Data discovery is the process of reviewing databases to identify personal information (PI) and determine whether it falls within California Consumer Privacy Act (CCPA) governance or is a permitted business exemption. PI can exist in any number of places within an organization.
The quest for better handling, management, and protection of consumers’ personal information begins with fully understanding the concept of “CCPA Data Discovery” and following the step-wise process to ensure CCPA compliance.
How Data Discovery Contributes to Data Protection
Organizations are churning out 44 zettabytes of data on an average daily basis, and the number just keeps increasing every year. However, the mass production of data isn't the primary concern here. Rather, a significant volume of data is in an unstructured format, scattered across emails, spreadsheets, invoices, IoT, or rich media. IDC forecasts that 85% of data will be in an unstructured format by 2025.
Helps Design Security Controls
A robust data discovery mechanism can help organizations gain high visibility into where the data resides in structured and unstructured systems, classify that data, catalog it under a single repository and tag it according to its regulatory status and its sensitivity and confidentiality. With this classification, organizations determine the security posture of the residing data in their hyper-scale environments and set security measures accordingly.
Eliminates False Positives
Moreover, there's a lot of ambiguity involved when it is about PI or sensitive information. Just about anything can be deemed PI, such as name, email address, social security number, credit card number, consumers' location, biometrics information, etc. With traditional discovery practices, IT teams tend to get lost in the ambiguity that the definition of PI carries under the CCPA regulation, which ultimately gives rise to false positives.

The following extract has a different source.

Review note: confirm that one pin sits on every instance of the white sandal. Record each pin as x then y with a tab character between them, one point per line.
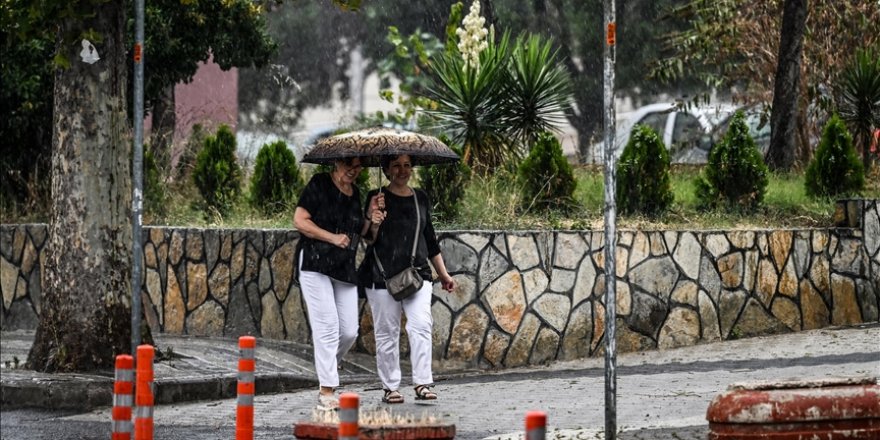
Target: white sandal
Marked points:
328	402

Consequently, IT teams spend 25% of their time and effort wading through false positive or false negative alerts, which drastically affect their productivity and the ability to take timely measures.
Smart data discovery systems help organizations save time by efficiently reducing ambiguity and resolving false positives using contextual analysis, artificial intelligence, and machine learning.
Higher accuracy in data discovery further enables organizations to ensure optimal security posture and practices and compliance with CCPA regulations.
The Role of Data Discovery in CCPA Compliance
Data discovery is how businesses collect data from different sources, analyze it, and link it to a consumer. This process allows the data to be properly discovered, cataloged, and protected to stay compliant with privacy regulations. Following are some of the ways data discovery helps organizations remain compliant with the CCPA.
Data Linking for CCPA Compliance
As per CCPA Section 1798.140(o)(1), the term personal information is defined as information that identifies, relates to, describes, or is reasonably capable of being associated with, directly or indirectly, a particular consumer or household. Examples provided by the CCPA include:
- Identifiers such as a real name, alias, postal address, unique personal identifier, online identifier Internet Protocol address, email address, account name, social security number, driver’s license number, passport number, or other similar identifiers.
- Any categories of personal information described in subdivision (e) of Section 1798.80 of California Civil Code (the California Breach law).
- Characteristics of protected classifications under California or federal law.
- Commercial information, including records of personal property, products or services purchased, obtained, or considered, or other purchasing or consuming histories or tendencies.
- Biometric information.
- Internet or other electronic network activity information, including, but not limited to, browsing history, search history, and information regarding a consumer’s interaction with an Internet Web site, application, or advertisement.
- Geolocation data.
- Audio, electronic, visual, thermal, olfactory, or similar information.
- Professional or employment-related information.
- Education information, is defined as information that is not publicly available personally identifiable information as defined in the Family Educational Rights and Privacy Act.
- Inferences that are drawn from any of the information identified in this subdivision to create a profile about a consumer reflecting the consumer’s preferences, characteristics, psychological trends, predispositions, behavior, attitudes, intelligence, abilities, and aptitudes.
Thus one of the most crucial parts of CCPA compliance is finding and linking the personal information of consumers within your systems to its owners. Data discovery can help an organization in this process by identifying data, classifying it, and then linking it to the owner of the data through effective data mapping. It can also help visualize the data sprawl by identity and identify compliance risks based on a subject’s residency, as per the CCPA.